1. Basic structure
The general model of CNN can be summarized as: convolutional layer + pooling layer + fully connected layer + activation function
Some relatively large networks such as VGG generally stack CNN as a constituent unit , and multiple internal convolution kernels and pooling can also be stacked . The functions of each part are as follows:
Convolution : Feature Extraction
Pooling : dimensionality reduction and overfitting prevention
Flatten : Flatten the two-dimensional feature data (expand into one-dimensional)

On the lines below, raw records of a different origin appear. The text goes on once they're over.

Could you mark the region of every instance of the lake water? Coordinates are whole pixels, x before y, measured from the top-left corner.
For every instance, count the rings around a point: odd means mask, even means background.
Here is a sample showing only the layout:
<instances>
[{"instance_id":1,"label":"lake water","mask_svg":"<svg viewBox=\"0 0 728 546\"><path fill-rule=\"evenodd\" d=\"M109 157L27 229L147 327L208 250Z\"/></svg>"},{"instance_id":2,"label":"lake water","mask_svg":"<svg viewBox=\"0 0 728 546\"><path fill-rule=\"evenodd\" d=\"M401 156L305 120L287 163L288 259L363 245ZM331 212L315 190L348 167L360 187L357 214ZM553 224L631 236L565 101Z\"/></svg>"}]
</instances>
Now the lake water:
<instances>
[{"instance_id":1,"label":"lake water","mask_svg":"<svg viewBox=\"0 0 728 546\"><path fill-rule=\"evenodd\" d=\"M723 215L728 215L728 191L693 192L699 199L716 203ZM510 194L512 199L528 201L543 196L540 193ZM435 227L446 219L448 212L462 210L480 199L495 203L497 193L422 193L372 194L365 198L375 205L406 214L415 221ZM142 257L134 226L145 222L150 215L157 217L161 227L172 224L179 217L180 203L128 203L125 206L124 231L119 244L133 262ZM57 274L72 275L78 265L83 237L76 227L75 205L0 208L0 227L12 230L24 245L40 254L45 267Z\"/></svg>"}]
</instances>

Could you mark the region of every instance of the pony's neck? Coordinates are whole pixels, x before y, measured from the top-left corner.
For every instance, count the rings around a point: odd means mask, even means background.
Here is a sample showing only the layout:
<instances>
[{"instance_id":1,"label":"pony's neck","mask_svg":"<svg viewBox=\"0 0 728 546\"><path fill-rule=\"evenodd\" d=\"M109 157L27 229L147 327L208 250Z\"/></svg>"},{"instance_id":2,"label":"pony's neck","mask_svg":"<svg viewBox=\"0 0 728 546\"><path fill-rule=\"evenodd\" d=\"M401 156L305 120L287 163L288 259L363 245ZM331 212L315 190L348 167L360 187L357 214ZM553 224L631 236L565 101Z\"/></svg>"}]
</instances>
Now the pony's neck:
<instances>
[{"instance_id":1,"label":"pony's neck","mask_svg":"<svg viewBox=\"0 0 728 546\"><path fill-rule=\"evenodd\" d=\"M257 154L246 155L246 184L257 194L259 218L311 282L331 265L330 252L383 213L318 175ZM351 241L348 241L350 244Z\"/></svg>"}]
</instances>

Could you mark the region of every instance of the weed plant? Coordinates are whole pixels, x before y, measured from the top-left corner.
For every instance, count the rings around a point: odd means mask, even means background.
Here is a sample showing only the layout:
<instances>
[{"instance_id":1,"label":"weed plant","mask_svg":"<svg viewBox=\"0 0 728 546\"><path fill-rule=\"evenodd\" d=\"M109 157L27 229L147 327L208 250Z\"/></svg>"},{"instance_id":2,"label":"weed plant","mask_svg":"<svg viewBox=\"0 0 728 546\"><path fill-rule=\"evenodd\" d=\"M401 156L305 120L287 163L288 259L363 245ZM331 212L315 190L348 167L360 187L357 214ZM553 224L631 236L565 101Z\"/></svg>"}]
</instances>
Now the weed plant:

Fully connected layer : aggregated information
Activation function : softmax (multiple classification); sigmoid (two classification)
2. Specific composition
①Convolution operation
Use the convolution kernel to slide over the input, multiply the values at the corresponding positions of the convolution kernel and sum them up. The area where the convolution kernel is located is the receptive field
Receptive field : The projection of the convolution kernel on the input, because it can only see a part at a time, it is equivalent to a partial connection
Ps. Partial connection is relative to full connection
Padding 0 outside is called padding and is used to prevent edge features from being ignored.
The significance of convolution is to convert a larger original image into a smaller output. Each convolution kernel has a corresponding feature map, which extracts the feature extraction of the original image .
Multi-dimensional convolution: For example, the three-dimensional convolution of a color image is equivalent to the two-dimensional convolution of its three color channels.
For more details, please refer to: Convolution Operation and Convolution Kernel DLC https://blog.csdn.net/weixin_37878740/article/details/127916612
②Pooling
Output a value after a certain conversion of the value in a certain area (to replace the value of the entire area). According to different calculation methods, it can be divided into: average pooling and maximum pooling ; pooling is also called " downsampling ".
The functions of pooling are: ①Reduce the amount of parameters
②Prevent overfitting (preserve the original characteristics of the data)
③ Bring displacement invariance to the network (that is, the displacement of a certain range of images does not affect the calculation results, and this property can be eliminated by removing pooling)
③Flatten
Expand the two-dimensional feature map into a one-dimensional constant vector (for sending to the fully connected layer)
④ Fully connected layer
It is used to establish a mapping between feature maps and outputs.